The two church leaders described the ceremony Saturday as a step forward in Christian unity. In words read on his behalf by an assistant, John Paul described the restitution as a way to "purify our wounded memories" and "strengthen our path to reconciliation." Bartholomew called the return an act of goodwill that repaired an "ecclesiastical injustice" and that the event showed that "no insurmountable problems exist in the Church of Christ."
Roman Catholicism and the Orthodox Church have been formally divided since 1054, when Pope Leo IX and eastern Patriarch Michael Cerularius excommunicated each other.
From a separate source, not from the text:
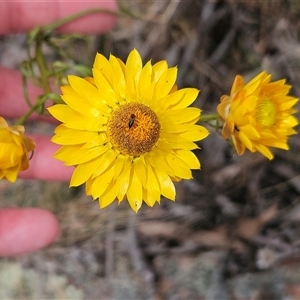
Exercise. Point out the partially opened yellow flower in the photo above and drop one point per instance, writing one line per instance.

The two churches had squabbled over rites, the wording of prayers, the use of unleavened bread in the Catholic Eucharist, territory and even the calendar.
Vatican and Orthodox officials said Saturday's handover would be followed by discussions about bridging divisive issues. Chief among them, from the Orthodox point of view, is suspicion that the Roman church is trying to proselytize among Eastern believers, especially in Ukraine and Romania. In both countries, several Eastern church communities have declared themselves "in communion" with Rome, meaning that they retain their own liturgy and practices but accept the authority of the Catholic pontiff.
The Vatican's welcome of these Uniate churches is an irritant to many Orthodox leaders. They regard Uniatism as a breach of the pope's oft-repeated assertion that Roman Catholicism and Orthodoxy are brothers, not competitors.
"In Orthodox terminology, we are stealing their sheep," said Cardinal Walter Kasper, who heads the Vatican's Pontifical Council for Promoting Christian Unity. Kasper said it was not Roman Catholic policy to lure Orthodox believers, but that the Catholic Church had no choice but to welcome Christians who voluntarily accept Vatican stewardship. "We take seriously the free decision of people to unite with Rome," he said.
Ignatios Sotiriadis, secretary of the Holy Synod of the Orthodox Church in Athens in charge of questions of inter-Christian relations, said that "proselytizing is an old model for unifying the church."
"Kasper's position is balanced, but we must make sure we live as brothers in fidelity to Christ. There is still a problem of trust," he said.
The last major conference on relations between the two churches, which took place in Baltimore in 2000, was marred by heated arguments including a dispute over Uniate churches. Neither Kasper nor Sotiriadis predicted when new meetings of substance might resume.
The ceremony took place in St. Peter's Basilica, which was packed with Catholic and Orthodox prelates and worshipers. John Paul and Bartholomew sat at the altar above the tomb of St. Peter, the first pope. The relics, visible inside crystal boxes encased by alabaster grating, lay on tables a few steps below the two church leaders. Plumed Swiss Guards stood sentinel, and hymns from a male choir echoed through the massive church. Both the pope and the patriarch kissed the containers, which Vatican ushers ferried between them.
In Istanbul later Saturday, bells rang out in celebration as the remains were carried in a candlelight procession into the Cathedral of St. George, the Associated Press reported. Kasper had said earlier that he would fly to Istanbul on Bartholomew's plane for the ceremony there.
The remains of Gregory Nazianzen were taken to Rome in the 8th century to safeguard them from a wave of attacks on iconography in Constantinople.